While all public schools provide services and instructional support for students with special needs, leaders argue that Dyslexia experts are specifically needed for their unique skills and niche experience.  While some schools cannot afford to hire teachers to specifically help aid students with Dyslexia, private programs are now taking the initiative to train public educators to boost teachers’ understanding and support abilities.

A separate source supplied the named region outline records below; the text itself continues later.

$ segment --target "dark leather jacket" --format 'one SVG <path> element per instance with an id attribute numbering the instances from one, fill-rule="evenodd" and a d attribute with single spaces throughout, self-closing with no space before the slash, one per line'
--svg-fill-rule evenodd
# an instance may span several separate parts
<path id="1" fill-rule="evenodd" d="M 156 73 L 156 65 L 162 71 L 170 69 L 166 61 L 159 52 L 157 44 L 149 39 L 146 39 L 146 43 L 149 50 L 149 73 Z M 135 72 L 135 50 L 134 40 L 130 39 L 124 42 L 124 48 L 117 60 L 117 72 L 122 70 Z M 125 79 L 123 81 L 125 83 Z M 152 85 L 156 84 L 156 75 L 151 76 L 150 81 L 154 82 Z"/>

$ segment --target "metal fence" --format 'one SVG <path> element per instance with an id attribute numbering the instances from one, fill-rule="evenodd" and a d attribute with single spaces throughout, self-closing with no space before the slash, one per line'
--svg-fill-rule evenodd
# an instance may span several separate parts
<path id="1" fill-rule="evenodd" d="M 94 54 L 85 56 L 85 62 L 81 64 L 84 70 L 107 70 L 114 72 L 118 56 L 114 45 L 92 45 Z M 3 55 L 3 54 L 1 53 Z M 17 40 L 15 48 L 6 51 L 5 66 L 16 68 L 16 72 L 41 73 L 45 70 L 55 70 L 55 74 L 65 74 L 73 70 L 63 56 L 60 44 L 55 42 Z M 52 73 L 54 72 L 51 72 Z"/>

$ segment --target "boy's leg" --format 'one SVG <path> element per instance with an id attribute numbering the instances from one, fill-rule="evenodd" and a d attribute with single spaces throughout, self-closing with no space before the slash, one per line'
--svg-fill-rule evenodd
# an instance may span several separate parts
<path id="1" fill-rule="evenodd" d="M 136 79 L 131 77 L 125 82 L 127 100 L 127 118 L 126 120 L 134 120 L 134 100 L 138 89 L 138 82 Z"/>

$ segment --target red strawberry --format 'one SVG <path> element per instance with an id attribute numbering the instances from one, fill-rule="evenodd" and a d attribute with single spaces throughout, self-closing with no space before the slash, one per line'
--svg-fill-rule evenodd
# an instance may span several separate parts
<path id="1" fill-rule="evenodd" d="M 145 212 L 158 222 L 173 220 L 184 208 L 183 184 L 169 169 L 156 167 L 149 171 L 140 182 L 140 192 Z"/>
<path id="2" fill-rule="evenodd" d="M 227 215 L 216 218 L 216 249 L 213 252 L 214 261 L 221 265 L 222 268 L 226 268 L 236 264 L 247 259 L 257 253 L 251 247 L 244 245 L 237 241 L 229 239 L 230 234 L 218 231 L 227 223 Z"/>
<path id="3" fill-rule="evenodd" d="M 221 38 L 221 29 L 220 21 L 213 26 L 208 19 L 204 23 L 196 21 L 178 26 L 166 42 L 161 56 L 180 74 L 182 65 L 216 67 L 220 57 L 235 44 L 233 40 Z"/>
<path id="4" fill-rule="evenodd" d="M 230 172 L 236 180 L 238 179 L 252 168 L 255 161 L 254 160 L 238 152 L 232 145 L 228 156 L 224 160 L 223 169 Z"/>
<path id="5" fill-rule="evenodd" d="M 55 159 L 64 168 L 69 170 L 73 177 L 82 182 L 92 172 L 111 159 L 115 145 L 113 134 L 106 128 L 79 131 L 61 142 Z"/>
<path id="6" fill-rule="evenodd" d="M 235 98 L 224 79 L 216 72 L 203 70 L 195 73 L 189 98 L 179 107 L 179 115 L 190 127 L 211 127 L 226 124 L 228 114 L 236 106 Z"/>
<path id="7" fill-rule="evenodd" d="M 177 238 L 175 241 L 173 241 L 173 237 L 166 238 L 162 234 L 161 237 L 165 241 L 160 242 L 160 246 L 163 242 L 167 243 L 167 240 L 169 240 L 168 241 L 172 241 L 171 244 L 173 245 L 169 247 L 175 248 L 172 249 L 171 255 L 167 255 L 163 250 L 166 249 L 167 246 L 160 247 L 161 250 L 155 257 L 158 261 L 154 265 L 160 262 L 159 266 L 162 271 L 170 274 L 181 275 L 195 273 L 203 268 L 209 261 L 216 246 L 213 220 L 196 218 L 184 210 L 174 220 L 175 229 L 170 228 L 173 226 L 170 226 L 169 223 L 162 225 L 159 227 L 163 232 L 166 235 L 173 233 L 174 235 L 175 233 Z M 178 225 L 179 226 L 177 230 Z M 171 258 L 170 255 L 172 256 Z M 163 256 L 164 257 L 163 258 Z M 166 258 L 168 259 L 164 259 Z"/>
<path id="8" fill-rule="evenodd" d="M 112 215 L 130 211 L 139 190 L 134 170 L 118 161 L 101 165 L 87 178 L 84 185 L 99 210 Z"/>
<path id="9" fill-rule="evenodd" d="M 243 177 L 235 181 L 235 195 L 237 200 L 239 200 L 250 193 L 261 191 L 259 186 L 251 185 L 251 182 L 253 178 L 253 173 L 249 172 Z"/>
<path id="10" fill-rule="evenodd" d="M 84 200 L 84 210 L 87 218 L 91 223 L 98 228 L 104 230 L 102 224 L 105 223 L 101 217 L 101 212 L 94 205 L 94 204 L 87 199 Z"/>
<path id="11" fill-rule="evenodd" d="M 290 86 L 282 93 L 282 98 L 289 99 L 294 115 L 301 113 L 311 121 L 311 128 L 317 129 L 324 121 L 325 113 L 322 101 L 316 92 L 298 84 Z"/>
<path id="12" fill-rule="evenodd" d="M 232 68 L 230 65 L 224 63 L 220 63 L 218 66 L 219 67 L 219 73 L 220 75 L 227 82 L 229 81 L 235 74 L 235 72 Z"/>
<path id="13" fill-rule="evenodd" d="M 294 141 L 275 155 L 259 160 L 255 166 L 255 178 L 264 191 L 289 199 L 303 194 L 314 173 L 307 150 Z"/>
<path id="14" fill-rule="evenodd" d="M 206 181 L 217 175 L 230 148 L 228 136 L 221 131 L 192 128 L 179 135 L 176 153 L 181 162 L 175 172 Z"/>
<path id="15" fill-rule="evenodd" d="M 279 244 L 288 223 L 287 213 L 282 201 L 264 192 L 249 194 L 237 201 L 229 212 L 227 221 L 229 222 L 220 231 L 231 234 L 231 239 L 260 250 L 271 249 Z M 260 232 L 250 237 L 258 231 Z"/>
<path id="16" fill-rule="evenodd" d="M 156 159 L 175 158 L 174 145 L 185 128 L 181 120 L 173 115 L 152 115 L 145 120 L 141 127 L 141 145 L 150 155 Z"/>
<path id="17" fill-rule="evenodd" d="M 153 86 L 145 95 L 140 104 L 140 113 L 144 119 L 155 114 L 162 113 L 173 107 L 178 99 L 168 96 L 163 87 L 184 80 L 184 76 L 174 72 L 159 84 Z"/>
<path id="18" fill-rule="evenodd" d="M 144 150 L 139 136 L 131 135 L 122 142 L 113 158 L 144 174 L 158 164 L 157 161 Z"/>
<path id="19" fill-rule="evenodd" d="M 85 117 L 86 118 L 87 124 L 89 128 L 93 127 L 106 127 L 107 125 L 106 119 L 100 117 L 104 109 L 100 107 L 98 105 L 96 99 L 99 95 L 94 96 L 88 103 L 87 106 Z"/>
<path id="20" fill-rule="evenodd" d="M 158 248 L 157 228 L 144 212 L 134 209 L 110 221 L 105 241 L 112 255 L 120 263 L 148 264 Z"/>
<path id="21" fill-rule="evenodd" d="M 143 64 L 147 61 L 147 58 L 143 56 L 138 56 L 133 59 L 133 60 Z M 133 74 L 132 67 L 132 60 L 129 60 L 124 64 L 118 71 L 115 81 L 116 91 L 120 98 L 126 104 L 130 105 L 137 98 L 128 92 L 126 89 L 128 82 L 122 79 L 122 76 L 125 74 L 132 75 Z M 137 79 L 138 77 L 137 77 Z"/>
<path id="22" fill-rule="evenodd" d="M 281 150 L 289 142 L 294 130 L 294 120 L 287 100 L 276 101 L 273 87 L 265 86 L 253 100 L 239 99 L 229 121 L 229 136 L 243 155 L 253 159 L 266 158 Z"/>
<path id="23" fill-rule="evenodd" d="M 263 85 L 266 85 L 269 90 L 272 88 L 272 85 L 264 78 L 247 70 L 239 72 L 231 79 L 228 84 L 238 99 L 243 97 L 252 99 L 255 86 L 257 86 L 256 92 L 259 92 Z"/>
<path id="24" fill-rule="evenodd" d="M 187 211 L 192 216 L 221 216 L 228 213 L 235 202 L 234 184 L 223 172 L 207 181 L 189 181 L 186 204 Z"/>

For example, the Michigan Dyslexia Institute (MDI) is one of the many highly successful Dyslexia programs designed to provide public school service and instruction.  Established in 1982, MDI serves over a half of a million children and adults learning with Dyslexia, while this organization also the only one “Providing direct remedial reading instruction, teacher training, and public information in both the Lower and Upper Peninsulas.” 
 
MDI serves the entire community of Michigan, striving to inform teachers of breakthrough studies, lessons, and activities to boost student learning.  As MDI receives part of its funding from state grants, the organization specifically trains public school teachers to recognize the signs of Dyslexia, the dangers of undiagnosed Dyslexia, while providing additional information for one-on-one student and teacher support.  Furthermore, MDI provides Michigan residents with eight centers for even greater individualized assistance, offering one-on-one tutoring and remediation, while also providing financial assistance for students who cannot afford the costs of the assistance.
 
In addition to the successful Dyslexia programs in Michigan Public Schools, the Northeast Mississippi Daily Journal also reveals the highlights of various Dyslexia programs in Mississippi local schools. Specifically, Tupelo Public Schools have made immense strides in offering Dyslexia-specific support by hiring an expert in the field of Dyslexia diagnostics and academic therapy.  As there are only five individuals in the country to have earned such highly skilled credentials, Tupelo Public Schools will be using this expert’s guidance to create a curriculum of instruction that emphasizes the importance of reading and phonics.  To stimulate this improvement, all Kindergarten through 6th grade teachers are now trained in various Dyslexia methodologies.  Similarly, teachers ranging from grades 7 through 12 are also now trained to utilize multi-sensory techniques for students with Dyslexia. By leveraging the most up-to-date information alongside expert support, public schools can take action to boost all student learning and success.